ManoMano is the largest marketplace for products and services in the DIY, gardening and Home Improvement sector in Europe. And it is thanks to the tech behind our digital platform that we can offer you the right products, services and advice every step of the way. Which is why we invest in the best technologies every day. This is also why we decided to build every brick in-house and make ManoMano a European tech leader.
Increasing productivity for test engineers
The System Reliability Engineering (SRE) function at ManoMano is core to the way we are able to innovate at a pace that lets the company sustain its current growth trajectory.
One example that we'll discuss in this post is a development team at ManoMano that is focused on benchmarking and performance testing the ManoMano stack, which includes the web and mobile experiences, as well as backend systems. The SRE team is tasked with providing those test developers with a serverless eventing experience that allows them to execute code when certain specific AWS events occur. For example, benchmarking tests write results to Amazon Simple Storage Service (AWS S3). Test developers want to process those result files with code written in languages like Node.js, as soon as they become available.
Minimizing lock-in and optimizing resource usage
ManoMano runs on AWS but we minimize vendor lock-in by choosing not to use FaaS solutions like Lambda. We also want a unified way in which to handle CI/CD workflows and their related security concerns. Using containers for all applications allows us to achieve this, as opposed to spreading workflows and security practices across different compute abstractions like containers, FaaS, and EC2.
Beyond the testing use case described above, ManoMano has hundreds of microservices that address a variety of business needs and they all run on AWS EKS. Many of these services are long-running and always up, but the question is do they really need to be? Does their usage justify continuous consumption of compute resources and the associated costs?

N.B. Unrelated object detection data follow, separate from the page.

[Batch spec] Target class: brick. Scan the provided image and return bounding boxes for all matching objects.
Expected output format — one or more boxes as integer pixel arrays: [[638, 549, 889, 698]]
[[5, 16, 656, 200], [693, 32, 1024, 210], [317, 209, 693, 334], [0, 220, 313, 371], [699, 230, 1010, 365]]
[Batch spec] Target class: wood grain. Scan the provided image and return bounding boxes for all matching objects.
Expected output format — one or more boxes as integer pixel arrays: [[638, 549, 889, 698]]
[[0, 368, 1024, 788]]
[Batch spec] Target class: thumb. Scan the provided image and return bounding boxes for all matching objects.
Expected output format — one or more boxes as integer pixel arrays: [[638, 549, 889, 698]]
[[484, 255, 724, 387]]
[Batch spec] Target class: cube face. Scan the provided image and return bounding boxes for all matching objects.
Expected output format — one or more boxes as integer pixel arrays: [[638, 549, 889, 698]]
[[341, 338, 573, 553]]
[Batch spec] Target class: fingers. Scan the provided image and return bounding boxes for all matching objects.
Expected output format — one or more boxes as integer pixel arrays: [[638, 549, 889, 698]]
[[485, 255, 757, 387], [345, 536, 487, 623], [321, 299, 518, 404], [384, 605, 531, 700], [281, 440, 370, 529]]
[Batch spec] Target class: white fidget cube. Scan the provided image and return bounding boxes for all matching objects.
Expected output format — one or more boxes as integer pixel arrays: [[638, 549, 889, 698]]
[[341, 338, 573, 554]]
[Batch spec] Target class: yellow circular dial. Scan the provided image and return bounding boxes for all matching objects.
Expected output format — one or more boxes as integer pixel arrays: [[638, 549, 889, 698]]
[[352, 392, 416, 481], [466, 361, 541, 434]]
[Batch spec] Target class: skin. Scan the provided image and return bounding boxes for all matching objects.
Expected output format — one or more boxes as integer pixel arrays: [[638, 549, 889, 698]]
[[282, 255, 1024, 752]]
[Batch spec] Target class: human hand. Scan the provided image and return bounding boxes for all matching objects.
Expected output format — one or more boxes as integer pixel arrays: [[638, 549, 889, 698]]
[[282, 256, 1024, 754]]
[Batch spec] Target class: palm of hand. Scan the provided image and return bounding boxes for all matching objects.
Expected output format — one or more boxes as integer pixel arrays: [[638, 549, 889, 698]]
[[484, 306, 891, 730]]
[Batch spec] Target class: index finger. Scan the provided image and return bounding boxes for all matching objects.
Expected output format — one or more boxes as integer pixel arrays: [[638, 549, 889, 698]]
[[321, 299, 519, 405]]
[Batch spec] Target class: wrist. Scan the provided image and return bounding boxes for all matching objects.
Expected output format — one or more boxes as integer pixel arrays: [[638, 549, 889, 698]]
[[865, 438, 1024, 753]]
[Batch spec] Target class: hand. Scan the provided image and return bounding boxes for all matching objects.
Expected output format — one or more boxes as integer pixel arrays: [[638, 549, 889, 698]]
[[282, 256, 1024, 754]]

When we drilled down, we noticed that many of our long-running services only process a few requests per day. Others spend most of their time idling while waiting for an event to occur on another system. We wanted to change things around so that services run only when needed.
An event-driven platform that checks all the boxes
The SRE team is creating an event-driven architecture that gathers events from across AWS services, ingests them into a centralized broker and allows developers to subscribe to specific events and consume them from their code. Developers are not weighed down by infrastructure and security concerns, which are abstracted away by the platform. Knative scale-to-zero is an important part of the solution that allows workfloads to adapt their resource consumption depending on their load, including if that load is 0. This can provide significant savings if you factor in the number of teams that deploy workloads that don’t need to run 24/7.

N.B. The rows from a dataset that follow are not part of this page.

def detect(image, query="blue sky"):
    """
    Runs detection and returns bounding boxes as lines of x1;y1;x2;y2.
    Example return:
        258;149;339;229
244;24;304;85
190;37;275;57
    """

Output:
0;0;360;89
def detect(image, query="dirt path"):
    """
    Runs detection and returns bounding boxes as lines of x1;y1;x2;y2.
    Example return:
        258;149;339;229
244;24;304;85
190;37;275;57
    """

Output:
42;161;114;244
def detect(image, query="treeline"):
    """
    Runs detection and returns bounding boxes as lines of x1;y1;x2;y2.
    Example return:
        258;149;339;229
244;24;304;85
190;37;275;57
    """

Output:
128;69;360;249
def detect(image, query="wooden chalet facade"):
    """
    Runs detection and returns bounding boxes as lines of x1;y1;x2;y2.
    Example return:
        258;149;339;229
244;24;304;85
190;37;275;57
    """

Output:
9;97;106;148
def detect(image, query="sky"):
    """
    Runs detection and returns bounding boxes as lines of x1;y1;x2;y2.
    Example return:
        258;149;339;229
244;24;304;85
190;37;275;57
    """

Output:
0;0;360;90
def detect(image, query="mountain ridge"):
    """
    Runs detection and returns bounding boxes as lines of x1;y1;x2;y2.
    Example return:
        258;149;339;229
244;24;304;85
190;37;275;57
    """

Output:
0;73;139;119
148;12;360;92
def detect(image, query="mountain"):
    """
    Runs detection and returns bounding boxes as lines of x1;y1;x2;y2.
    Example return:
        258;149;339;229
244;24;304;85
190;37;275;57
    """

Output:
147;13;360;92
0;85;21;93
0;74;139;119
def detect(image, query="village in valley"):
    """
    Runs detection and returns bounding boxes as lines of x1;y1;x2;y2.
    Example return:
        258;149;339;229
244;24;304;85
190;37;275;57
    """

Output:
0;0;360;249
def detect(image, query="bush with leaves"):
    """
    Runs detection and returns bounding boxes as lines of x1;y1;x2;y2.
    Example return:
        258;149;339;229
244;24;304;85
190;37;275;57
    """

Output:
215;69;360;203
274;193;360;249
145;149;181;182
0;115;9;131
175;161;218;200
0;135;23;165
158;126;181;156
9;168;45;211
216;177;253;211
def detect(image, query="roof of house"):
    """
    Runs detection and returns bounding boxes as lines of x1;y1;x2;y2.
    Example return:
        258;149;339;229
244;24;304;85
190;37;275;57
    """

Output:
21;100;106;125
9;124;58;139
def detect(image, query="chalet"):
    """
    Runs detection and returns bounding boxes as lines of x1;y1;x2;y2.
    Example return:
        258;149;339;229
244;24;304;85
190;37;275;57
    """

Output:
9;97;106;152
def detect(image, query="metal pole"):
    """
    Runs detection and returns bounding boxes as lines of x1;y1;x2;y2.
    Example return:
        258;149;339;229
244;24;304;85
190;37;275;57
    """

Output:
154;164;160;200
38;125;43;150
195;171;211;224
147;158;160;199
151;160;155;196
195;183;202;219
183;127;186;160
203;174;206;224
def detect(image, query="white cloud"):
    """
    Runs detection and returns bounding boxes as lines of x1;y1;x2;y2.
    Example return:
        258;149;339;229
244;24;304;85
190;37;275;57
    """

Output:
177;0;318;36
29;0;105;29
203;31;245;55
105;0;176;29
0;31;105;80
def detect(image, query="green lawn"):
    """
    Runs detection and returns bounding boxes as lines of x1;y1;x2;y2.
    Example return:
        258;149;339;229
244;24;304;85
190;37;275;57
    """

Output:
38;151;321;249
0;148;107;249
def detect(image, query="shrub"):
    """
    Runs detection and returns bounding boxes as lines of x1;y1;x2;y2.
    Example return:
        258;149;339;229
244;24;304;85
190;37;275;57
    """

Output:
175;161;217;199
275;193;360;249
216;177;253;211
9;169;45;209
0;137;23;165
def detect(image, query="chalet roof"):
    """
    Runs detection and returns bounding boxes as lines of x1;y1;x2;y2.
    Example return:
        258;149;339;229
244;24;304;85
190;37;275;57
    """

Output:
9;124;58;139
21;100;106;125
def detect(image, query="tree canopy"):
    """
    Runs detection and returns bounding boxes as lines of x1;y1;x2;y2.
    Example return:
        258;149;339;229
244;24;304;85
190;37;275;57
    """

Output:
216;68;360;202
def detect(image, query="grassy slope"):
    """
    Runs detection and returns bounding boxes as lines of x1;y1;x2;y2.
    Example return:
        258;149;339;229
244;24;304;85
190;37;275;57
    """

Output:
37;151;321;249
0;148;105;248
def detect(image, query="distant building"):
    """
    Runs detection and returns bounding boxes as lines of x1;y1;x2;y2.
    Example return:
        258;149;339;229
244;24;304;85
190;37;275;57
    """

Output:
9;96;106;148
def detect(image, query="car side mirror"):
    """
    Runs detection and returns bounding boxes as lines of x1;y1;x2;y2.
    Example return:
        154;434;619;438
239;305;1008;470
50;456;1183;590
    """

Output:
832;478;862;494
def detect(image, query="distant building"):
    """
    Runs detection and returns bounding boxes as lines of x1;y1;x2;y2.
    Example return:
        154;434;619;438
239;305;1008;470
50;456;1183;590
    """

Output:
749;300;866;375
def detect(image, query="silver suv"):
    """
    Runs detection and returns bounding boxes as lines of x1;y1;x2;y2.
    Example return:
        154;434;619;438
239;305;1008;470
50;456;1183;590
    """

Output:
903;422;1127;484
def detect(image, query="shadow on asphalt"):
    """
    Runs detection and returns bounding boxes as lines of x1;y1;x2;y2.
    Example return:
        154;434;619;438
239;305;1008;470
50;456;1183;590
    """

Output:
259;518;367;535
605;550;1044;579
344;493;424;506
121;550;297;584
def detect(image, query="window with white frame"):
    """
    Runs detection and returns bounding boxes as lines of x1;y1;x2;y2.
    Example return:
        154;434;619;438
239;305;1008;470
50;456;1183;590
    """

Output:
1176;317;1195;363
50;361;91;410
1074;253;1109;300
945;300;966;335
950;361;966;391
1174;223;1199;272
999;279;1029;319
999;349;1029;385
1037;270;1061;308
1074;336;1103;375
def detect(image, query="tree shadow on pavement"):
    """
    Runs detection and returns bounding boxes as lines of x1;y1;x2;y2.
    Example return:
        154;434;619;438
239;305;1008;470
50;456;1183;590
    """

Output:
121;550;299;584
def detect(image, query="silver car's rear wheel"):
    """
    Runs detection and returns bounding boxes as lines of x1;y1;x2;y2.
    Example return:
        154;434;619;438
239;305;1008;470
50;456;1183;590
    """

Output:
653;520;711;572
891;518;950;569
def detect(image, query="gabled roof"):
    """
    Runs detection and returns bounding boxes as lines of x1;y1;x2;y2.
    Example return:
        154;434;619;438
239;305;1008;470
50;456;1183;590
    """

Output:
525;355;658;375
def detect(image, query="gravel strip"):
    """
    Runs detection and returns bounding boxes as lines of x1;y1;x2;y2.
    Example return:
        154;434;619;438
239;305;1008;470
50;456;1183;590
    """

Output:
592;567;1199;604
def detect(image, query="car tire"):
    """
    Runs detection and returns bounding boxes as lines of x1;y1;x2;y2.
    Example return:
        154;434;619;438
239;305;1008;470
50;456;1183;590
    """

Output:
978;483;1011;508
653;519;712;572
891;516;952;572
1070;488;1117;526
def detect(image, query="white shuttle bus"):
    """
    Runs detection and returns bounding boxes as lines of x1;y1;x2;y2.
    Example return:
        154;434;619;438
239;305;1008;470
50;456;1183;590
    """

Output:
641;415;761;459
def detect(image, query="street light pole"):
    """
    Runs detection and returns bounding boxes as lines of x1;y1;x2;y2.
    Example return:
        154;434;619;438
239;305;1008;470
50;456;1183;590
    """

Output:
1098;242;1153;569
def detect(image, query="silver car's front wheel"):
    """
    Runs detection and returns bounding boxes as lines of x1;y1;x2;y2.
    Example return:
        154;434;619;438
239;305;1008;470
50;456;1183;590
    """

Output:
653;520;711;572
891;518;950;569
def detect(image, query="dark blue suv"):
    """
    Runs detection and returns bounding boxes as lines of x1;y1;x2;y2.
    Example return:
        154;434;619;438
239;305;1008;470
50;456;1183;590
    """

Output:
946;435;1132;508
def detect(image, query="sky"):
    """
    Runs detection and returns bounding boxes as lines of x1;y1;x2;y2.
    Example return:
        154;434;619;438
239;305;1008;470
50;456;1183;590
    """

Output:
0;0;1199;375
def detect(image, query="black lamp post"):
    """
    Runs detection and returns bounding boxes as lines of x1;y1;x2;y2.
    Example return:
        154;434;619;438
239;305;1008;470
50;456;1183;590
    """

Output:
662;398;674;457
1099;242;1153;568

ManoMano’s SRE team centralizes AWS S3 events into a common Simple Queue Service (SQS) queue in order to have a single point from which they can be ingested into a Kubernetes cluster (EKS). The TriggerMesh SQS source is being used as an event source that pushes SQS events into a series of Knative Brokers that are routed and organized by tenant (Application Domains).

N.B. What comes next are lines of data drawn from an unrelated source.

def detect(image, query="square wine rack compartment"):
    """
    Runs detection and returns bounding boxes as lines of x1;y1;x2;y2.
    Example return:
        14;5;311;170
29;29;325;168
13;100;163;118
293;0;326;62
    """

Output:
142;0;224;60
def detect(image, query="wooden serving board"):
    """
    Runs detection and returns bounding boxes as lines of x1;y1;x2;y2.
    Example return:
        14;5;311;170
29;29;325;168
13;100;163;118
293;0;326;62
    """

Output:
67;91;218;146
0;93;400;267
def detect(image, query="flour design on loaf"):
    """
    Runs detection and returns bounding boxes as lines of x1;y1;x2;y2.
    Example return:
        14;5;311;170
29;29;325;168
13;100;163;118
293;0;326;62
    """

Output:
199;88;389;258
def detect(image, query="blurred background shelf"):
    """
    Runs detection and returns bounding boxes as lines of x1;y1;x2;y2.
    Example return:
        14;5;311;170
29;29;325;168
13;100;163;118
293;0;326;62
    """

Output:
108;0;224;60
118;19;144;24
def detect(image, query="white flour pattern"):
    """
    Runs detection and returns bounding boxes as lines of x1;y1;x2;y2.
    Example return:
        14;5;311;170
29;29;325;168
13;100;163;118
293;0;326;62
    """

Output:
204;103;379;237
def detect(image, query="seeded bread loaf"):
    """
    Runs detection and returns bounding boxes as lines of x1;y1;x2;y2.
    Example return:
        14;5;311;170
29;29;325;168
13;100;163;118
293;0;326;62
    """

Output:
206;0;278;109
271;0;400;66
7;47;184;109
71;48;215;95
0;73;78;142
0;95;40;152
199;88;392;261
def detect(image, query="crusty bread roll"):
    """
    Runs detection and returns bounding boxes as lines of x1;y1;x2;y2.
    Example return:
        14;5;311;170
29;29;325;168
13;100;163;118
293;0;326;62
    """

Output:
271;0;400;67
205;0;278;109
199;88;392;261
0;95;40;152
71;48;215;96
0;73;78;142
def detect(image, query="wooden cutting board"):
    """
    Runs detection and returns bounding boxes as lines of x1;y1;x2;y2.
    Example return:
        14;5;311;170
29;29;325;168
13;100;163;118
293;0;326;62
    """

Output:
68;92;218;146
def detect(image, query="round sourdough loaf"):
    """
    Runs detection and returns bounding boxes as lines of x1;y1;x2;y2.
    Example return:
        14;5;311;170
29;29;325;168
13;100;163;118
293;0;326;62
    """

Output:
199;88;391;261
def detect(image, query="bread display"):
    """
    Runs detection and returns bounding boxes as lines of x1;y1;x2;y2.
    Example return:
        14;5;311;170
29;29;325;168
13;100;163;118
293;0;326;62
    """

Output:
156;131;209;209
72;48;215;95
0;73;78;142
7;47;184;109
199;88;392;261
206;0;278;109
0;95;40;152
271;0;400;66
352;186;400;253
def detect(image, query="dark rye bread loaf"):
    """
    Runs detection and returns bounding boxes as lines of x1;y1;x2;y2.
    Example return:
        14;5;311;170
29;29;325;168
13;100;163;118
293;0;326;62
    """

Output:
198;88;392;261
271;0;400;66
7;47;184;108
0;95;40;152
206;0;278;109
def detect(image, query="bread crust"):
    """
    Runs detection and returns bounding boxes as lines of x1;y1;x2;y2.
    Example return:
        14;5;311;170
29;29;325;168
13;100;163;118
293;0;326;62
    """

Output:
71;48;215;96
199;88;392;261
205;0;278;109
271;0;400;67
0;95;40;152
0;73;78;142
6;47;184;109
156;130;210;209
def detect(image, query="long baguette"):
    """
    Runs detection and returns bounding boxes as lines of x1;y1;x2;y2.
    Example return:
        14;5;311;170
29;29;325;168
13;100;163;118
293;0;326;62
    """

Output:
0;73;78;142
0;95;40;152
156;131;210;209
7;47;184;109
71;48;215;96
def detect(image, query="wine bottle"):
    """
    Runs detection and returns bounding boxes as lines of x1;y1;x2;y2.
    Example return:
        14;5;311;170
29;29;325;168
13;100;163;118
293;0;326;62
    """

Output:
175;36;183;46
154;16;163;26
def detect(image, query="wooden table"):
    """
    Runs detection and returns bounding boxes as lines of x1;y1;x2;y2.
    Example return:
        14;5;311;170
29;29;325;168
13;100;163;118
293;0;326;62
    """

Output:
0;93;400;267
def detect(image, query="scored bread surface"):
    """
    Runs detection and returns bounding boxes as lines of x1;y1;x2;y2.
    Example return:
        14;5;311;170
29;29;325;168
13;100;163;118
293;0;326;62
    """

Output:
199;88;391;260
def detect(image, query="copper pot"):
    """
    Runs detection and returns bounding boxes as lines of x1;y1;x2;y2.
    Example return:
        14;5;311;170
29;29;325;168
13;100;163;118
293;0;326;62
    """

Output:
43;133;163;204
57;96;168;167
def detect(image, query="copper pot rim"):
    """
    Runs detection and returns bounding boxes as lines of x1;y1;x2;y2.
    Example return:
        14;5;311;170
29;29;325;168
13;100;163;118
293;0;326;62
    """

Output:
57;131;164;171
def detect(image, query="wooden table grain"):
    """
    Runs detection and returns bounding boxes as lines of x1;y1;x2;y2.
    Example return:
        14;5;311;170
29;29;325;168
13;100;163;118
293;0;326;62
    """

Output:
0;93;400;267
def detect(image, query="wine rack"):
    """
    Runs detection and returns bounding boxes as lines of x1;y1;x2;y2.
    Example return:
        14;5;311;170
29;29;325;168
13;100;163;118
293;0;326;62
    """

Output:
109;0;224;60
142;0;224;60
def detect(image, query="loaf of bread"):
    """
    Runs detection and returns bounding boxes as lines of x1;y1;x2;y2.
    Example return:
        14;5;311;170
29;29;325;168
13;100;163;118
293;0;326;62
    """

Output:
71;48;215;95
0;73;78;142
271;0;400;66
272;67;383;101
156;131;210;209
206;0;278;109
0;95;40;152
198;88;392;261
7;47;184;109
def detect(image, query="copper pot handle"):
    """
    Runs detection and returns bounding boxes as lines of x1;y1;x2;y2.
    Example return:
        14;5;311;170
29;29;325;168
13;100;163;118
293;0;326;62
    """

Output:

A Helm chart template is provided to developers such that they can customize a few key parameters for Knative Serving and Eventing Triggers, such as specifying the desired event types they want to consume, and they can also provide their function code. Currently AWS S3 Events are the only ones supported as part of this initial use case.
The CI/CD platform handles the rest:
With this new event-driven architecture, we no longer need to have idle long running tasks that process occasional AWS S3 objects. Instead, containers are scheduled on demand to run on EKS in reaction to AWS S3 events.
Less CO2, and a better developer experience
At ManoMano, we strive to keep our IT expenses and CO2 footprint to a minimum.
The combination of Knative and TriggerMesh is scratching ManoMano’s itch to reduce the number of idling containers that waste valuable compute resources, while also providing developers with an easy way to deploy their code. Developers can now build serverless event-driven applications that only run when needed, in reaction to events that are captured and routed in real time.